Blog

On-Device Intelligence: Running Gemma 4 E4B on Flutter with LlamaDart

How to integrate Gemma 4 E4B directly into your Flutter applications using high-performance LlamaDart bindings for true on-device intelligence.

Posted on: 2026-04-14 by AI Assistant


In 2026, the mantra for mobile developers has shifted from “Cloud-First” to “Device-First.” With the release of Gemma 4 E4B, Google has provided a model that is small enough to run on mid-range mobile hardware while maintaining the reasoning capabilities of yesterday’s giant models.

In this tutorial, we will explore how to use the latest LlamaDart bindings to run Gemma 4 E4B locally on a Flutter app, ensuring low latency, zero API costs, and maximum privacy.

Why Run Gemma 4 E4B Locally?

  1. Latency: Eliminating the round-trip to a server makes features like real-time text completion or UI generation feel instantaneous.
  2. Privacy: Sensitive user data never leaves the device, making it ideal for healthcare, finance, or personal journaling apps.
  3. Cost: No more monthly API bills. You pay for the development, and the user’s hardware handles the inference.

Prerequisites

Setting Up the LlamaDart Bindings

The llamadart package provides a high-performance Dart and Flutter plugin for llama.cpp, allowing you to run GGUF LLMs locally across all platforms.

1. Initialize the Engine

First, we need to load the model into memory. In a production app, you’d likely download the model weights on the first run and store them in the application documents directory.

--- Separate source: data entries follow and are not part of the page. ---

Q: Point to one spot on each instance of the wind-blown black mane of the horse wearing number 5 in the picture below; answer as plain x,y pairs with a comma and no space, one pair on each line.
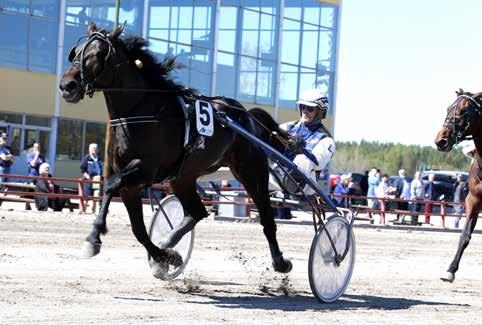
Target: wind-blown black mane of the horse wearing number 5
156,73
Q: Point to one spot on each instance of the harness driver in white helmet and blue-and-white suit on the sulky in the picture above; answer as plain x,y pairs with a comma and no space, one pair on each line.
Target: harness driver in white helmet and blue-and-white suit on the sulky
318,145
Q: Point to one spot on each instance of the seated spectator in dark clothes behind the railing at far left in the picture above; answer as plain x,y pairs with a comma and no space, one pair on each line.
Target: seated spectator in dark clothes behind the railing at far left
42,203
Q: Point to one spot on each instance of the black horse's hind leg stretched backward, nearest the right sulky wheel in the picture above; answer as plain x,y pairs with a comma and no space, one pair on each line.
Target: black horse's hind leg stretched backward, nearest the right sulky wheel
254,176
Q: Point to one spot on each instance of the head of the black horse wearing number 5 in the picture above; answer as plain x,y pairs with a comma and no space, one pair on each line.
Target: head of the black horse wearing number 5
92,64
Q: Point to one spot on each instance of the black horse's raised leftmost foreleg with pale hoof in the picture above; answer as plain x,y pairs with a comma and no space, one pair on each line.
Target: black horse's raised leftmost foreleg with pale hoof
93,243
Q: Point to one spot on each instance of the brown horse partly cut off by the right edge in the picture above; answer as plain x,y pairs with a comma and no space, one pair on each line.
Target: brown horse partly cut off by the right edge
464,120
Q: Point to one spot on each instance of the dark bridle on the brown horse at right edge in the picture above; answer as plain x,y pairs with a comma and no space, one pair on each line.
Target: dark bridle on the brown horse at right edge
473,110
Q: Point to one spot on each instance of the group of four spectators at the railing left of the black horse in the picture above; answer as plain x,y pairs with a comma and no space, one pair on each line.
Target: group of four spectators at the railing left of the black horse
37,165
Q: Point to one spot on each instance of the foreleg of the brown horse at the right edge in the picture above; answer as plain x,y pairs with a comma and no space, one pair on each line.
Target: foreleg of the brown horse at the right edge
472,208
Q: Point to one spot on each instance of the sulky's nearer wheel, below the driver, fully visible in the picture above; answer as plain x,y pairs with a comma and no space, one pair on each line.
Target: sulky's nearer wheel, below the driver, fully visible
328,277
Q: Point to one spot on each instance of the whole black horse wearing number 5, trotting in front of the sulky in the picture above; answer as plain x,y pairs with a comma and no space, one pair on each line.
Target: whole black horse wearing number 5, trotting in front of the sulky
147,139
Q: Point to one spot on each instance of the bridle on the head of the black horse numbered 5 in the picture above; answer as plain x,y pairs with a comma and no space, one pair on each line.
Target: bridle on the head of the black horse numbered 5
84,82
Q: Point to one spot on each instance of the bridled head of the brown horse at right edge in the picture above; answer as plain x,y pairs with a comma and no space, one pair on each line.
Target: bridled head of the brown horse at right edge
462,120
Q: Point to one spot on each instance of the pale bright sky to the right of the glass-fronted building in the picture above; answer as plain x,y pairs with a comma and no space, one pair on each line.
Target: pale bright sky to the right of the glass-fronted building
400,63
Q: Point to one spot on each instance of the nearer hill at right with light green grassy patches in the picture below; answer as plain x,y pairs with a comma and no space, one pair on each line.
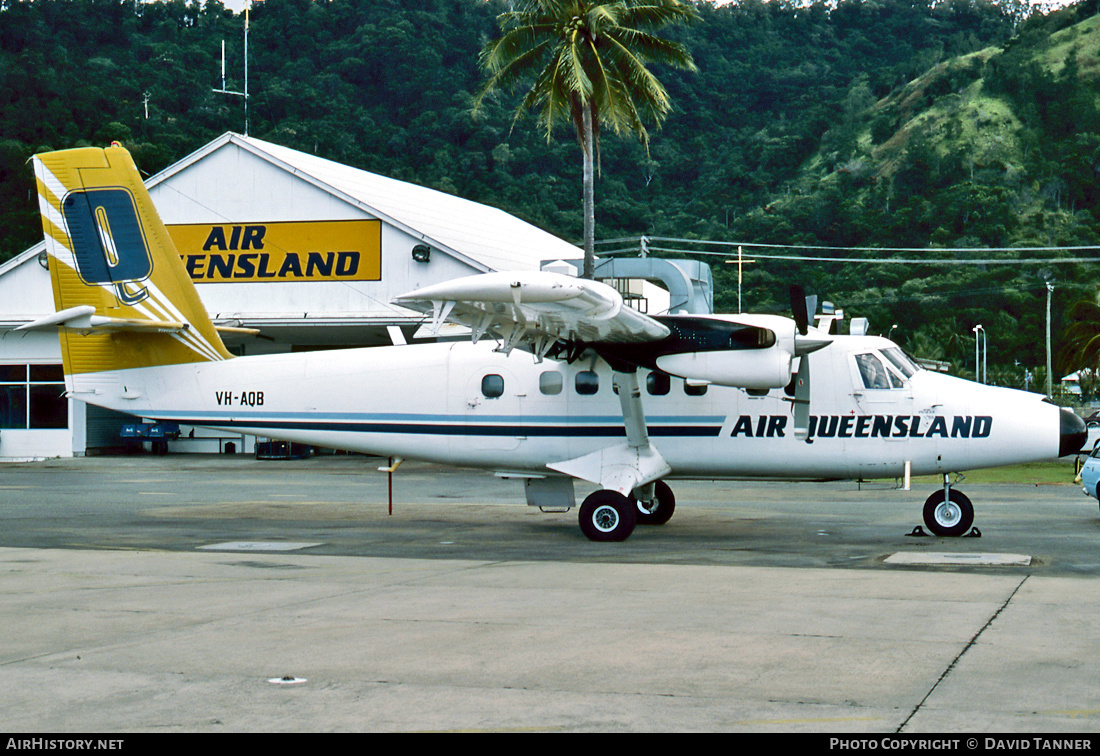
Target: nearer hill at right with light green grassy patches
999,148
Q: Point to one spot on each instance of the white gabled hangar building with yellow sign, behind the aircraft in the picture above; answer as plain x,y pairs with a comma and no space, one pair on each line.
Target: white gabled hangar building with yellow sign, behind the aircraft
306,250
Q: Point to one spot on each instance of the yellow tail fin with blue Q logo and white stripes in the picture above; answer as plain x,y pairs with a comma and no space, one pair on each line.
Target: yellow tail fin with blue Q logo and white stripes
123,295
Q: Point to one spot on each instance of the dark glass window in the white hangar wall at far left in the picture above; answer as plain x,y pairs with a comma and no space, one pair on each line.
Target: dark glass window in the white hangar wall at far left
32,397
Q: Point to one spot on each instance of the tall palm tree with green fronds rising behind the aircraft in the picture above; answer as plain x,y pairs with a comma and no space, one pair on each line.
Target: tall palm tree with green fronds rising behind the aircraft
589,63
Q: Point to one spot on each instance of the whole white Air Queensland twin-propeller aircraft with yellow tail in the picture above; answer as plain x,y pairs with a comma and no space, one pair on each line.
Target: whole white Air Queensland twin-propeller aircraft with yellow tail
559,382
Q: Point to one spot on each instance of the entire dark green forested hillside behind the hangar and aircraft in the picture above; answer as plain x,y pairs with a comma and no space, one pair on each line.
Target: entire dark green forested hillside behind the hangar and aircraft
827,125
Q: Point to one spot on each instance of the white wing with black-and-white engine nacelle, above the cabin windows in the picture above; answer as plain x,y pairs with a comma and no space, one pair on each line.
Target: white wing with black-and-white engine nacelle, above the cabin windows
540,312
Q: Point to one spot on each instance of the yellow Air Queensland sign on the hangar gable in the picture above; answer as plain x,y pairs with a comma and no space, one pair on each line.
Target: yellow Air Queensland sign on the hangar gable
281,253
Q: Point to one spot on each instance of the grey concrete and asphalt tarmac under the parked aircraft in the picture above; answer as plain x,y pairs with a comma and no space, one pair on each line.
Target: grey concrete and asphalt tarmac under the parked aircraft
131,604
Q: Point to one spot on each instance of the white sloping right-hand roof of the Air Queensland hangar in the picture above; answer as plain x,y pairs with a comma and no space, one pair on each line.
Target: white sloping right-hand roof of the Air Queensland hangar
487,235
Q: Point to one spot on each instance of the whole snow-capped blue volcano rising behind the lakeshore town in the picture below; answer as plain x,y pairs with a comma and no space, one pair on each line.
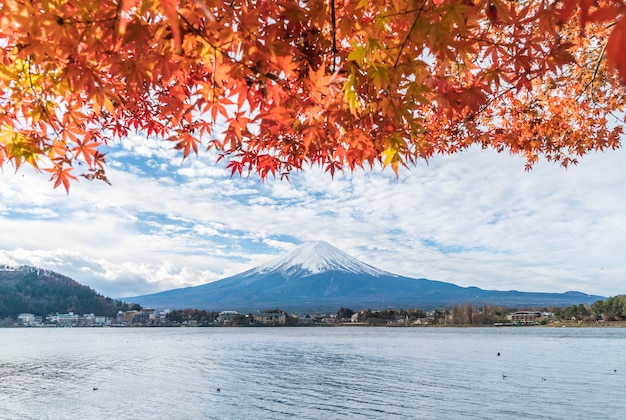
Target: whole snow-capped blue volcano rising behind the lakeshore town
319,277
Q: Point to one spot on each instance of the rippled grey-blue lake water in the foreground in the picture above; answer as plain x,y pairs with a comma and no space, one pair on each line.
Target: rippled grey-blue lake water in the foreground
313,373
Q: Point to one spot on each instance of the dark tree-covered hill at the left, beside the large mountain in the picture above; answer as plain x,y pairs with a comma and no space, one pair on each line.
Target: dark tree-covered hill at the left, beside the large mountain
42,292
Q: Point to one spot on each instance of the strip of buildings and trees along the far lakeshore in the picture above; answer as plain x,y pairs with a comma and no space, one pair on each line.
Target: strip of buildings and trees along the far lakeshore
147,317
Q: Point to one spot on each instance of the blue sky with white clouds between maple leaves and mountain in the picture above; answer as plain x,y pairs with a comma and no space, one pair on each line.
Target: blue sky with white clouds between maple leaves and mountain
473,219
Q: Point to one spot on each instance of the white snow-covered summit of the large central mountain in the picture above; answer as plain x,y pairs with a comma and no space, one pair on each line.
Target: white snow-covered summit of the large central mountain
317,257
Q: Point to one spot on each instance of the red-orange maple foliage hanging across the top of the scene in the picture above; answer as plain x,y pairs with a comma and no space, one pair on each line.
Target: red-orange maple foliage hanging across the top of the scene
277,85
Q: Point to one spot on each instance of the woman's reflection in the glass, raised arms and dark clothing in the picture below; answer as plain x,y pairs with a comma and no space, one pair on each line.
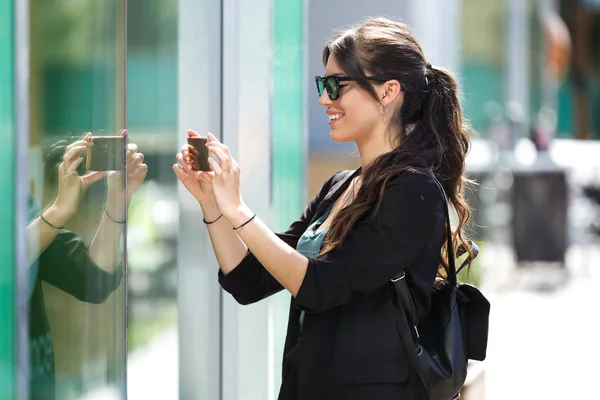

import 'package:llamadart/llamadart.dart';

class AIService {
  late LlamaEngine _engine;

  Future<void> initModel(String modelPath) async {
    // 1. Initialize the engine
    _engine = LlamaEngine();
    
    // 2. Load the GGUF model
    await _engine.loadModel(
      path: modelPath,
      contextSize: 2048,
      gpuLayers: 20, // Use GPU acceleration if available
    );
  }
}

2. Streaming Responses

To provide a smooth UX, we want to stream the response as it’s generated. Flutter’s StreamBuilder is perfect for this.

Stream<String> generateResponse(String prompt) {
  // LlamaDart generate returns a Stream<String>
  return _engine.generate(prompt);
}

Integrating with the Flutter UI

Using a StatefulWidget or a state management solution like BLoC or Provider, we can connect our AIService to the view.

// Inside your ChatScreen state
final AIService _aiService = AIService();
String _currentOutput = "";

void _handleSend(String text) {
  setState(() => _currentOutput = "");
  _aiService.generateResponse(text).listen((token) {
    setState(() => _currentOutput += token);
  });
}

Performance Optimization Tips

The Future of Mobile DevEx

With Gemma 4 E4B and LlamaDart bindings, we are no longer just building wrappers around APIs. We are building truly autonomous, intelligent applications that live and breathe on the edge.